At the moment, “improvement” is the watchword for Baker Garden & Gift, which has served the gardeners of the Fargo, N.D., area since 1959 and looks to step up its presence in the market — both in terms of physical buildings and the company’s website.
Baker Garden & Gift’s main retail location is supplemented by a secondary property — added to the business in 1993 – used for growing plant material and as a home office for the company’s landscape service. President Eric Baker says that while his growing operation is limited in volume, the Fargo area has come to rely on Baker Garden & Gift for edibles and other smaller-scale plant material.
“As far as smaller stuff, we have about an acre of greenhouse production we supply ourselves with. We certainly buy-in a decent amount of stuff, too,” Baker says. “Fargo’s not necessarily rural, but compared to other cities, there are a lot of scratch gardeners, so we do a decent job on vegetables and making sure we have good material. I guess we’re a go-to for that. We sell a fair amount of fruit trees, and we’re still kind of farming-oriented, even though our city’s [more than] a quarter of a million people.”
Despite its commanding position in its market, Baker Garden & Gift wasn’t immune to the unseasonably cold weather that impacted many garden centers throughout the U.S. this spring.
A season of speedbumps
Spring 2018 brought Baker Garden & Gift a challenging pattern of weather. The long North Dakota winter made customers cautious and kept them out of their gardens, though Baker says this tends to happen in the Fargo area.
“Interesting enough, we’re so far north that people have a good memory,” he says. “There are going to be those impatient people that are like, ‘alright, I’m going to buy it and hold onto [plants until the weather improves].’ This year was just sluggish and temps were just below average, which forces people to hold out, as they should this far north.
“What I’ve been telling people is that our normal, super-busy six-week period turned into an extremely busy three-week period,” Baker adds. “Luckily, we had a fairly dry spring, so we had zero weekends where we got rained out.

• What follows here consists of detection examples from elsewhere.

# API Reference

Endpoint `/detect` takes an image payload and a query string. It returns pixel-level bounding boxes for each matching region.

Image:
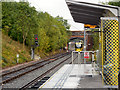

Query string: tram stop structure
[66,0,120,87]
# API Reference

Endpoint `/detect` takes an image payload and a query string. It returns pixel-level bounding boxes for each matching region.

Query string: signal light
[35,35,39,46]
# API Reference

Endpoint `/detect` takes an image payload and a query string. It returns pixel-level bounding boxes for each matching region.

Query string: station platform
[39,64,103,90]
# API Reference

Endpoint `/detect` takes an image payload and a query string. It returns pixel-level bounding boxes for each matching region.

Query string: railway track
[0,53,68,85]
[19,53,78,90]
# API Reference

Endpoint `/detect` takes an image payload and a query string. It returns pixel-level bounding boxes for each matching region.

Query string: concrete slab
[39,64,102,89]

That kind of saved us. I’d say the cold slowed us down, but the dry part of the season actually enabled us to do as much as we did the year before, if not better.”

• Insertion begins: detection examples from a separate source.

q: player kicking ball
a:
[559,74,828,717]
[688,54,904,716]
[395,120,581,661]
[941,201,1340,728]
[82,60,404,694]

I’m looking forward to seeing how other garden centers continue to elevate their platforms. For certain entities, the people who are innovative and changing, there’s certainly room for [learning] from younger generations going forward, and it’s not in every industry that you can say that. I’m looking forward to the future.” – ERIC BAKER, PRESIDENT, BAKER GARDEN & GIFT
Baker gives some credit for the strong year to Baker Garden & Gift’s calendar of well-attended events and seminars for providing off-season revenue that mitigated the compacted spring.
“One thing that’s probably going to push us over the top again this year is [that] we did quite a few seminars this last January, February and March,” he says. “I think, with the increased sales, doing these events, that supplemental income helped us push through the late spring season, cash flow-wise.”
Taking the leap
Baker knows that a good sales year should be capitalized on. Long-term plans are in motion to upgrade the company’s 19-acre secondary site; including improvements to growing facilities, a new landscaping headquarters and, potentially, a second retail storefront. Last year, a new modern building was constructed to house the company’s landscape department, and Baker is in the process of shopping for complementary new greenhouse structures.
“I’m just in the process of updating some of our greenhouses at our grow facility — I’ll just call it our farm,” Baker says. “So, this might be a five-year plan for us, but eventually [the farm will] become retail for me. I’m pretty certain it’s just a matter of time before that happens. I’m trying to be strategic about buying the right house that’ll look nice in the retail environment.”
Baker has ambitions for his company that necessitate a physical expansion, though diligence and restraint are crucial when renovating facilities and opening new locations.
“Our push is going to be expansion. We’re in a smaller market, so I have to expand somewhat slowly,” Baker says. “Once that infrastructure gets put into place, I might dabble in potentially wholesaling and a few other things.”
This push for expansion also extends to Baker Garden & Gift’s online presence. Baker says he’s working with a local developer to refresh the company’s website to offer a more modern experience.
“The existing [site] we have is pretty plain jane and was developed about five years ago,” he says. “I’m good friends with Tangletown Gardens in Minneapolis, and I kind of took their website as inspiration. Our website is going to have a kind of similar feel and shape to theirs.”
Whether launching a new location, improving greenhouses or revitalizing a website, Baker is dedicated to harnessing forward momentum and is excited to see what his and other businesses in the garden retail industry can accomplish.
“I’m looking forward to seeing how other garden centers continue to elevate their platforms,” he says. “For certain entities, the people who are innovative and changing, there’s certainly room for [learning] from younger generations going forward, and it’s not in every industry that you can say that. I’m looking forward to the future.”